AWS CloudFormation to Terraform Translation

Download PDF

When it comes to automating deployments on the Cloud, both AWS CloudFormation and Terraform are excellent tools that each come with their own set of advantages.

CloudFormation, being AWS’s proprietary tool, is a natural go-to for AWS users looking to rapidly deploy and automate their infrastructure on the Cloud. AWS’s preconfigured CloudFormation stacks provide users with the ability to quickly and easily deploy their AWS infrastructure with the click of a button.

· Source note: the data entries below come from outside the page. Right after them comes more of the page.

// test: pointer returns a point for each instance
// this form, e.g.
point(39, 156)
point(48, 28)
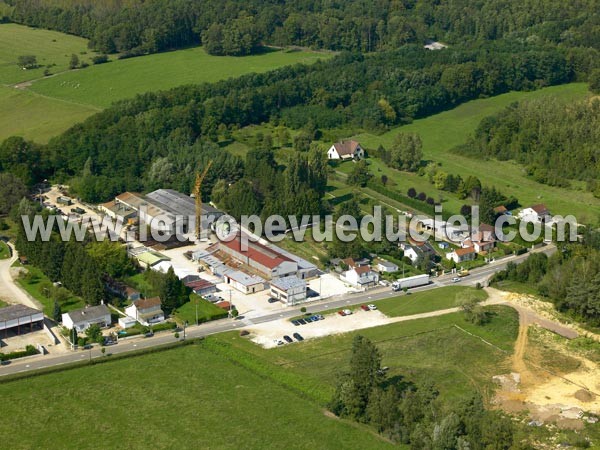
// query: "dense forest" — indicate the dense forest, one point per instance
point(557, 142)
point(163, 138)
point(239, 26)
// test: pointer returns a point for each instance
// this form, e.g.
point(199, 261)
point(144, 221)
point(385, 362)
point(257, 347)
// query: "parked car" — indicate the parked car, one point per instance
point(298, 337)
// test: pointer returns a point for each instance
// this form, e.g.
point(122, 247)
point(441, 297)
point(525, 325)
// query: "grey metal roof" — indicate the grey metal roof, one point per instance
point(16, 311)
point(286, 283)
point(88, 314)
point(177, 203)
point(387, 264)
point(243, 278)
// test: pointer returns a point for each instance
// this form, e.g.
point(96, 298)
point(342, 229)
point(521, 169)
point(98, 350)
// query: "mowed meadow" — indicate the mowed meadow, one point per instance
point(227, 392)
point(38, 107)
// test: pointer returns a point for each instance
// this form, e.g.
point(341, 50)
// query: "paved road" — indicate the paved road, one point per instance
point(480, 275)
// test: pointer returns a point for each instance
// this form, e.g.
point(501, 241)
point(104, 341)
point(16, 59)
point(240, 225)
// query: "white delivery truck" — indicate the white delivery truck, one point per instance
point(417, 280)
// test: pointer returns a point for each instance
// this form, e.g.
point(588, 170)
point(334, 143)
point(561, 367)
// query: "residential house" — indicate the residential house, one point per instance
point(386, 266)
point(246, 284)
point(202, 287)
point(146, 311)
point(535, 213)
point(345, 150)
point(82, 319)
point(361, 277)
point(462, 254)
point(291, 290)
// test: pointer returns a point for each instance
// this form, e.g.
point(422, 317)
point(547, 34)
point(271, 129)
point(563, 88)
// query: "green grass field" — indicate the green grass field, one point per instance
point(104, 84)
point(36, 117)
point(426, 301)
point(51, 48)
point(442, 132)
point(182, 398)
point(4, 250)
point(206, 311)
point(36, 284)
point(46, 106)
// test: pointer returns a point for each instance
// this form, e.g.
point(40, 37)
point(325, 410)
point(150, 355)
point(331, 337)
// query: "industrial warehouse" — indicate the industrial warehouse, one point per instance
point(164, 209)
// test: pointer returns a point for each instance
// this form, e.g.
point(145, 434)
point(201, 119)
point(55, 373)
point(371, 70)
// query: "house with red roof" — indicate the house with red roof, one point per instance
point(267, 261)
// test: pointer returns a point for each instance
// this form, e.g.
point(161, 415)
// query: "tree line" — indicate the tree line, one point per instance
point(163, 138)
point(556, 141)
point(570, 278)
point(82, 267)
point(238, 27)
point(413, 415)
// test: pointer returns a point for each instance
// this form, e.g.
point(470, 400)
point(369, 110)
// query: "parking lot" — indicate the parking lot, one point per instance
point(268, 334)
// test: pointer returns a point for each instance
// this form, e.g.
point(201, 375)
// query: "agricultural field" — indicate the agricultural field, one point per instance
point(52, 49)
point(193, 398)
point(426, 301)
point(442, 132)
point(104, 84)
point(36, 117)
point(41, 107)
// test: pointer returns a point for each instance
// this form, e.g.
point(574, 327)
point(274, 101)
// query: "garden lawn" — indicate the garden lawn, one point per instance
point(186, 397)
point(206, 311)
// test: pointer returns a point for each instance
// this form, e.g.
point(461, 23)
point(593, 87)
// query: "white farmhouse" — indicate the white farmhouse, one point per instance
point(146, 311)
point(346, 150)
point(291, 290)
point(82, 319)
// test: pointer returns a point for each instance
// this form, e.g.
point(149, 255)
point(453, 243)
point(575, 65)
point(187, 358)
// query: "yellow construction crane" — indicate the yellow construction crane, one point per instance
point(198, 195)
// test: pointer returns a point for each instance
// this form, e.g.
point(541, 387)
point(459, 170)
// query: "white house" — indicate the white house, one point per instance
point(362, 276)
point(386, 266)
point(462, 254)
point(146, 311)
point(535, 213)
point(82, 319)
point(291, 290)
point(346, 150)
point(410, 252)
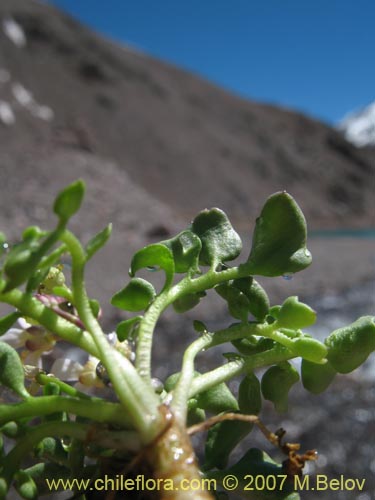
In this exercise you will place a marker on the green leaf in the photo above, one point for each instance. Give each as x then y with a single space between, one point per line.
69 200
154 256
220 242
238 303
8 321
136 296
310 349
26 486
185 247
217 399
276 384
33 233
23 259
316 377
98 241
259 303
250 345
294 314
257 463
186 302
11 370
279 239
126 329
223 437
350 346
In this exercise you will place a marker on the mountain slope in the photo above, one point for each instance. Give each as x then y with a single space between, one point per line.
359 127
185 141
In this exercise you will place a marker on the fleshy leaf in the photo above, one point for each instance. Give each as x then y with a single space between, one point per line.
26 486
223 437
185 247
217 399
186 302
136 296
154 256
257 463
220 242
98 241
316 377
310 349
126 329
8 321
11 370
69 200
279 239
259 303
350 346
294 314
276 384
238 303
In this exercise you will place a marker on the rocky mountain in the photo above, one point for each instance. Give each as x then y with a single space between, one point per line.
359 126
155 145
187 142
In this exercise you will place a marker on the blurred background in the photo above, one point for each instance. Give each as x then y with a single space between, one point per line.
166 109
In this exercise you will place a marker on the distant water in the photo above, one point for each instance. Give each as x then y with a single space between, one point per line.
335 311
366 233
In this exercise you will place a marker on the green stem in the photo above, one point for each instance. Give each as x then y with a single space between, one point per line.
52 258
136 396
43 379
33 308
186 286
181 391
33 436
241 365
100 411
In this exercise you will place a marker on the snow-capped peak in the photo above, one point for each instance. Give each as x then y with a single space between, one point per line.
14 32
359 126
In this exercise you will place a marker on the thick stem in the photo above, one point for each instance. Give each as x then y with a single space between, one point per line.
33 308
174 464
137 397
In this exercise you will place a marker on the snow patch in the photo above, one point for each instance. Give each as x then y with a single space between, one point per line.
4 75
14 32
359 127
7 116
25 98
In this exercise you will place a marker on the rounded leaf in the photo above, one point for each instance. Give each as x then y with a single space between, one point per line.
276 384
156 256
316 377
249 395
294 314
126 329
223 437
186 302
350 346
69 200
11 370
185 247
279 239
136 296
26 486
259 303
217 399
7 322
310 349
220 242
238 303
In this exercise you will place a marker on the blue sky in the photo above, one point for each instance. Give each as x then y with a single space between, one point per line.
310 55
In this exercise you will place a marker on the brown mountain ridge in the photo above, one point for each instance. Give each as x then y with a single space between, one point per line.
156 144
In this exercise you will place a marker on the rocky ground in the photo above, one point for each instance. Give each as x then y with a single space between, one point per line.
155 145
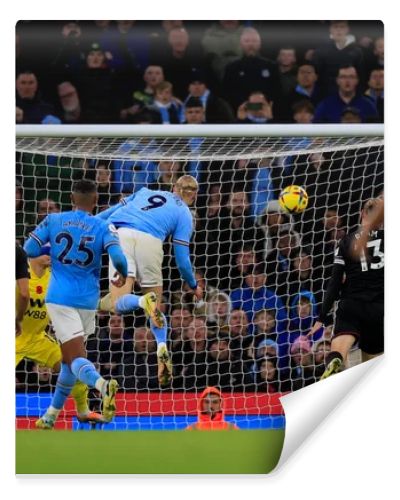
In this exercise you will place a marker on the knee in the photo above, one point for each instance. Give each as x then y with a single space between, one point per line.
57 367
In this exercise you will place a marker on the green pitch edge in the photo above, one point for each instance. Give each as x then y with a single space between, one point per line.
149 452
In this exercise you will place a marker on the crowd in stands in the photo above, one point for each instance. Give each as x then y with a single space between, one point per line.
205 72
263 271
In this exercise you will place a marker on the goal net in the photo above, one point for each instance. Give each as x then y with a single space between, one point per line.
264 271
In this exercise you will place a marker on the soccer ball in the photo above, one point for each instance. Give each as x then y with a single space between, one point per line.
293 199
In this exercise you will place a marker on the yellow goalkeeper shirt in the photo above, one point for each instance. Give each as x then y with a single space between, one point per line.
36 317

However Terraform – an open-source infrastructure as code software tool created by HashiCorp – is an equally desirable tool for companies requiring infrastructure automation. Terraform’s open-source nature along with its wide user pool and complete ecosystem of products make it a very appealing tool for companies that prioritize a certain measure of flexibility and control over their cloud deployments.

“Many of TrackIt’s clients have standardized on Terraform for its broad coverage of services and it’s broad open-source user community. TrackIt has extensive experience with both it and CloudFormation and often will make a recommendation of one or the other.” – Brad Winett, President, TrackIt

One of TrackIt’s customers had standardized on Terraform as its provisioning tool and wanted TrackIt’s help in implementing AWS Media2Cloud using Terraform. There was no pre-existing Terraform module that the TrackIt team could leverage to quickly implement Media2Cloud, so TrackIt’s team translated the CloudFormation stack into Terraform modules itself.

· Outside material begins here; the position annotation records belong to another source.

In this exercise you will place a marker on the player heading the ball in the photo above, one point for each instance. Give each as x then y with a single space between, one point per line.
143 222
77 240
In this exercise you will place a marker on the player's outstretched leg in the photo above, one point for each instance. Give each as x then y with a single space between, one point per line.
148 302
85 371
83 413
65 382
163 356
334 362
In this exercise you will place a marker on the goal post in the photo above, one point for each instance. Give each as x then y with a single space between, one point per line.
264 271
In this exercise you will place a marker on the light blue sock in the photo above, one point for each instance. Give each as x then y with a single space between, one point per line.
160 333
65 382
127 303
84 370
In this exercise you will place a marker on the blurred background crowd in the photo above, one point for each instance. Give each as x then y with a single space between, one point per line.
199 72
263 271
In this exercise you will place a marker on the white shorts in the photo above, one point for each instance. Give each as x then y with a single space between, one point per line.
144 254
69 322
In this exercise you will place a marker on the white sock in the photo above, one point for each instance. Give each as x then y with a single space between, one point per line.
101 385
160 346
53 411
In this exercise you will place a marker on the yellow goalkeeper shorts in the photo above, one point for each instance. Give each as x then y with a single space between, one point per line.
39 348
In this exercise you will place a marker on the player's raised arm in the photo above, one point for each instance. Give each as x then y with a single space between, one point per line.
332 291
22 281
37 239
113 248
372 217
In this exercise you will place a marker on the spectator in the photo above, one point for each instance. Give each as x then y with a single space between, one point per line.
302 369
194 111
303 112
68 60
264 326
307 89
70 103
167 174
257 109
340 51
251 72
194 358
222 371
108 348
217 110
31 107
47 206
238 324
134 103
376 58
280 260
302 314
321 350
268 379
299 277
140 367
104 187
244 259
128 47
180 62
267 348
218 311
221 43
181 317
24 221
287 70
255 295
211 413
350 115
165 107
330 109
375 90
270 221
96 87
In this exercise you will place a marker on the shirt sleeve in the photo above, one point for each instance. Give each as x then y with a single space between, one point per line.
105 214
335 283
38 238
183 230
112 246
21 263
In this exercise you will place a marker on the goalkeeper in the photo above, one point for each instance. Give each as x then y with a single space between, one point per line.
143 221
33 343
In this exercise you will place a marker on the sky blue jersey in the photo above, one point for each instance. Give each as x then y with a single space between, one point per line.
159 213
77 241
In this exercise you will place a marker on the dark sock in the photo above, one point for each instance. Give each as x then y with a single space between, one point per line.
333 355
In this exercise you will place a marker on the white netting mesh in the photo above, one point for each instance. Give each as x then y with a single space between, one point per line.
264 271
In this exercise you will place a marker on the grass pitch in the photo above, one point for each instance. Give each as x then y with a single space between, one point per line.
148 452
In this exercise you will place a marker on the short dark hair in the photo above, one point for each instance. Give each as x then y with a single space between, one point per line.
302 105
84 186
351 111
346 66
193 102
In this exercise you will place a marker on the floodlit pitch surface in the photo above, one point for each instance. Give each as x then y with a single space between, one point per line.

This whitepaper describes our team’s approach to translating Media2Cloud CloudFormation stacks into Terraform modules.

Preliminary Step: Cleaning Up the Folder & Splitting the CloudFormation Stacks

The first step of the process was to clean up the deployment folder in the Media2Cloud repository. We moved all the yaml files related to the CloudFormation stack into a separate folder in order to follow Terraform best practices and to make it easier to maintain.

The next step of the process was to split each of the CloudFormation stacks into separate files which would then be converted to Terraform modules.

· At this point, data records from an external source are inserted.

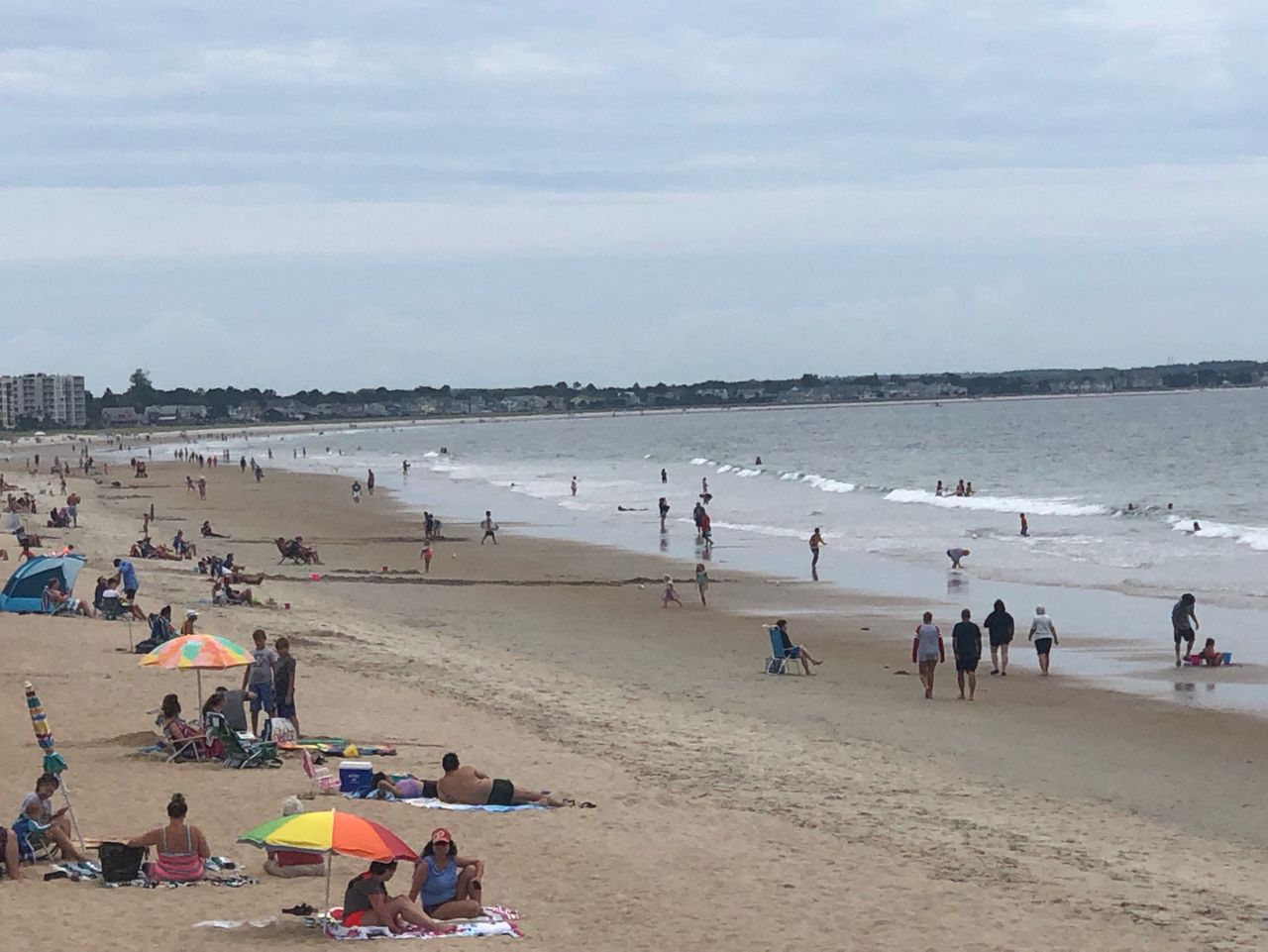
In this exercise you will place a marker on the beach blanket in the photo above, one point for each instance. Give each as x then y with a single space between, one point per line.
431 803
335 747
498 921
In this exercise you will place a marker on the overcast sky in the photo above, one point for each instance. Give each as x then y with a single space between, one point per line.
338 195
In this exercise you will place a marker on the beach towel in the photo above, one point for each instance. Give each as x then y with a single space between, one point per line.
431 803
335 747
498 920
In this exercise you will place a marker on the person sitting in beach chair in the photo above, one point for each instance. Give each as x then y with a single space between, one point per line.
54 601
222 593
447 885
40 826
181 848
181 739
467 785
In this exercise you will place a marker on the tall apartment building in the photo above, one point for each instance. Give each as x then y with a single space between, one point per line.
53 398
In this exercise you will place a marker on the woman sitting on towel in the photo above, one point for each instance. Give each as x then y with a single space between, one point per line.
181 849
404 788
447 885
367 902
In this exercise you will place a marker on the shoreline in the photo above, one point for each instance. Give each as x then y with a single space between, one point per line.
896 817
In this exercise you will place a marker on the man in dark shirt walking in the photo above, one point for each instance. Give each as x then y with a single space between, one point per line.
967 645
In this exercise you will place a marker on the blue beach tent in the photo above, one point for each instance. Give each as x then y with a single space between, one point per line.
27 583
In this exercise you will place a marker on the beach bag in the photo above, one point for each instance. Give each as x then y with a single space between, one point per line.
121 862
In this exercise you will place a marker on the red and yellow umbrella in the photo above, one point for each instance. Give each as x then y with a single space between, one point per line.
331 832
199 653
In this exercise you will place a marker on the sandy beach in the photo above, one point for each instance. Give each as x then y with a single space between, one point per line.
733 809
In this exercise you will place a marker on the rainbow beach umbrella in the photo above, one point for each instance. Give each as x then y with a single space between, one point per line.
331 832
198 653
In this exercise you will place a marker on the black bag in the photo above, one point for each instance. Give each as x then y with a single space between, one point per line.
119 862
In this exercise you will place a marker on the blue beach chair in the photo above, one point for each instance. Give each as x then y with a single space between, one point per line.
778 662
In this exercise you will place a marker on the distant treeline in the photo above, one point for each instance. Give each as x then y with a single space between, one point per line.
230 403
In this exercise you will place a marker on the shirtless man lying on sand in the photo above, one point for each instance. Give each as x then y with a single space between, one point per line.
467 785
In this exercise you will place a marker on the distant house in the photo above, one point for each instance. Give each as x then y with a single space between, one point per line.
175 413
121 416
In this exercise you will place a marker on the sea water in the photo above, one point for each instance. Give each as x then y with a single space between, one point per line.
1110 488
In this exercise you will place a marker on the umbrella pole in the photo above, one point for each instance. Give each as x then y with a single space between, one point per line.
70 810
330 865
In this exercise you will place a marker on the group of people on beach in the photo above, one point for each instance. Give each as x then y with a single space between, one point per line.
928 649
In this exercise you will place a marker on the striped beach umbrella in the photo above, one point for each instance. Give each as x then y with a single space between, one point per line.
198 653
331 832
53 762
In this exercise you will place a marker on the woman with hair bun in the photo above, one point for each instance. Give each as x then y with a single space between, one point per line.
181 848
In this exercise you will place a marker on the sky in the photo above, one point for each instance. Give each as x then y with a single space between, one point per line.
341 195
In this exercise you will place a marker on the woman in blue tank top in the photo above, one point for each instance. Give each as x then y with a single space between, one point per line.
447 885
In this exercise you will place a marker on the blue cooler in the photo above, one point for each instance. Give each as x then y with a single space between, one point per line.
354 776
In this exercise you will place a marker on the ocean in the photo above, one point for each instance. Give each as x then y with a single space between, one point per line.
1110 488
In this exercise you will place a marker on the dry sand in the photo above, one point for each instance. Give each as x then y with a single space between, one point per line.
734 809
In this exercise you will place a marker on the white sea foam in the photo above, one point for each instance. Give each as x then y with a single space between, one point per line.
825 484
1252 536
997 503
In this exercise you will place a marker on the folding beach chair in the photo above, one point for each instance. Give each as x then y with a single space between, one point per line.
241 755
778 662
182 749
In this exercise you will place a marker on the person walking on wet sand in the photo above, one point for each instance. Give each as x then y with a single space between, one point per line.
1044 635
815 544
1182 613
967 647
670 594
1001 626
927 651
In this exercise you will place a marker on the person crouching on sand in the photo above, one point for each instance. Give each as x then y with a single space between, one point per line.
927 651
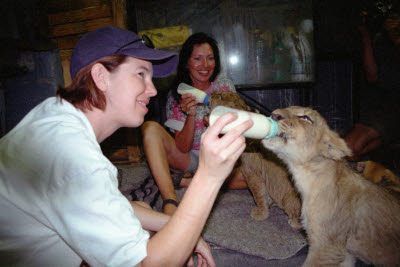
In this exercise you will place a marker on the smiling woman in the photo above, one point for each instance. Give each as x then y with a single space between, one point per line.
199 66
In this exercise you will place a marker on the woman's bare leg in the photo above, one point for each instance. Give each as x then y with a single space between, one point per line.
161 153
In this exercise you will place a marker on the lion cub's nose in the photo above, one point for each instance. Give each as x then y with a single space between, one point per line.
276 117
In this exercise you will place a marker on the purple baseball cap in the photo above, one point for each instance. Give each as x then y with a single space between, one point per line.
111 40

Refactoring CloudFormation Stacks

One of the primary challenges during the translation was to find an equivalent for AWS CloudFormation Custom Resources within Terraform. To address this issue, it was necessary for us to properly understand what Custom Resources do; to summarize, they are used to call Lambda functions at specific provisioning times.

A Custom Resource can be configured in the following manner in Terraform:

{
   "RequestType" : "Create",
   "ResponseURL" : "http://pre-signed-S3-url-for-response",
   "StackId" : "arn:aws:cloudformation:us-west-2:123456789012:stack/stack-name/guid",
   "RequestId" : "unique id for this create request",
   "ResourceType" : "Custom::TestResource",
   "LogicalResourceId" : "MyTestResource",
   "ResourceProperties" : {
      "Name" : "Value",
      "List" : [ "1", "2", "3" ]
   }
}

This JSON object triggers a specific Lambda function deployed by CloudFormation. The most important part of the JSON object is the RequestType which informs the Lambda function what “state” Terraform is in. (To learn more about states, please refer to the section below titled “States”). For example, when the state is “Create”, the Lambda function will know that the infrastructure is being deployed. Another important property is ResourceProperties, which is used to pass custom data to the Lambda function.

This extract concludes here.